No entendimento do pesquisador, conversar e usar a tecnologia da informação é a maior parte do trabalho no século XXI
Conhecimento e inovação são “duas faces da mesma moeda”. Segundo o reitor do Centro Universitário de Belo Horizonte e professor da Fundação Dom Cabral, Rivadávia Drummond de Alvarenga Neto, o conceito não é novo, mas é pouco assimilado. Os temas têm relevância estratégica para qualquer organização, porém são tratados de forma desarticulada, desperdiçando oportunidades tanto para o presente quanto para o futuro. O especialista esteve em Uberaba para participar de workshop promovido pela Unimed.
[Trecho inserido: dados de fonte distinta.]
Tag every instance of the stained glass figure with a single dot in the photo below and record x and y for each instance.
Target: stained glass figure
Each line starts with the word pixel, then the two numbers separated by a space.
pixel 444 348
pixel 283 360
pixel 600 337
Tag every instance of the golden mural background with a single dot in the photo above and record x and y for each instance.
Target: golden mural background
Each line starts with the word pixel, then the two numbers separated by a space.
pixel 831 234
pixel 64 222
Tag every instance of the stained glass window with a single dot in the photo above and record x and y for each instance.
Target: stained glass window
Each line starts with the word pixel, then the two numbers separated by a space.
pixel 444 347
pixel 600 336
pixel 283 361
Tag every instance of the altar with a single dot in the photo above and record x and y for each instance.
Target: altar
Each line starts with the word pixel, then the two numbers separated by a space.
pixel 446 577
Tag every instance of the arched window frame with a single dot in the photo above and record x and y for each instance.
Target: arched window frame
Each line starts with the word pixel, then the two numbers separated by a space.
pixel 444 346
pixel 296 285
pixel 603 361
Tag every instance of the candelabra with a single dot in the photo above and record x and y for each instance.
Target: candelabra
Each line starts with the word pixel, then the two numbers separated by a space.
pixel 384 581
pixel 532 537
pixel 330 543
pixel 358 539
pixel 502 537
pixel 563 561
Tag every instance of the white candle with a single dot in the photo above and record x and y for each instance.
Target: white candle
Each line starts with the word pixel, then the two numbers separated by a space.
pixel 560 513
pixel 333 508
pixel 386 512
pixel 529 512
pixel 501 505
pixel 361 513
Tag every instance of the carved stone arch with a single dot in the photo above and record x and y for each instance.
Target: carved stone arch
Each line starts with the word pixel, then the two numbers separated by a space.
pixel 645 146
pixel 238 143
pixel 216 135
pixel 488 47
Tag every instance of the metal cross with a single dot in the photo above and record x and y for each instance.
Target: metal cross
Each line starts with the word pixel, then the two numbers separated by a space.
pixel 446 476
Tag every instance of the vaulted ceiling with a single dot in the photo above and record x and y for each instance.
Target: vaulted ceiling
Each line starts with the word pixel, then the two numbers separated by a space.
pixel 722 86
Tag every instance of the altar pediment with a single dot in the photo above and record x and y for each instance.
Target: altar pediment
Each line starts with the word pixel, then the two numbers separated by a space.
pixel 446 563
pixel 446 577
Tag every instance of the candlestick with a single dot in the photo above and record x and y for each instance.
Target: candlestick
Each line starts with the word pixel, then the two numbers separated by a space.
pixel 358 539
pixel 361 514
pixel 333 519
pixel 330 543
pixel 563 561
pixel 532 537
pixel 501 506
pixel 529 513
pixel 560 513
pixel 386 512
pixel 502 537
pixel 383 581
Rivadávia Drummond concluiu o pós-doutorado na Faculdade de Estudos da Informação da Universidade de Toronto, onde é pesquisador convidado do Centro de Investigação em Gestão do Conhecimento. “Inovação é frequentemente confundida com criatividade e invenção, embora sejam conceitos diferentes. A base da inovação está no conhecimento, na criatividade e na inventividade, mas ela pressupõe três coisas importantes: primeiro trazer novas possibilidades de aplicação de uma tecnologia; segundo, a demanda crescente por ela, e em terceiro, queda do preço unitário. Resumindo, a inovação pressupõe a aplicação comercial, tem que ser levada para o mercado e tem que haver retorno”, explica.
O pesquisador destaca que a inovação não necessariamente tem que ser tecnológica. “Inovação estratégica é a criação de valor na interface entre tecnologia e o modelo de negócio, que é a forma como uma empresa cria, entrega e captura valor no mercado. Ou seja, é a lógica pela qual uma organização ganha dinheiro”, esclarece. Alvarenga Neto afirma que o Brasil é um país que ainda impõe muita dificuldade à inovação. “Pela deficiência do sistema educacional, pelo excesso de disfunções burocráticas e pela falta de uma cultura em empreender e gerar novo conhecimento, além da existência de uma séria de outros entraves, como tributos, a questão da propriedade intelectual e do direito autoral, etc.”, frisa.
No entanto, Alvarenga Neto afirma que, ainda que o Brasil apresente dificuldades, organizações ainda podem desenvolver uma cultura de inovação se tomarem algumas providências. “Basta ela mudar, radicalmente, comportamentos. Ou seja, para criar uma cultura de inovação é preciso começar a pensar em coisas triviais. As organizações que querem inovar toleram erros honestos? Qual é a ideia de trabalho produtivo que a organização tem no século 21? Tem empresas que ainda proíbem Facebook, Twitter e LinkedIn. Ora, em pleno século 21, ler, conversar e usar a tecnologia da informação é a maior parte do trabalho”, revela.
Outra questão apontada pelo pesquisador é saber que aprender pressupõe transpirar, ou seja, é algo prazeroso, mas que dói. “A organização preserva o tempo de aprendizado, investe em desenvolvimento de pessoas? Se perguntas simples como estas não forem respondidas o ambiente interno da organização também não é um bom espaço para inovar”, completa.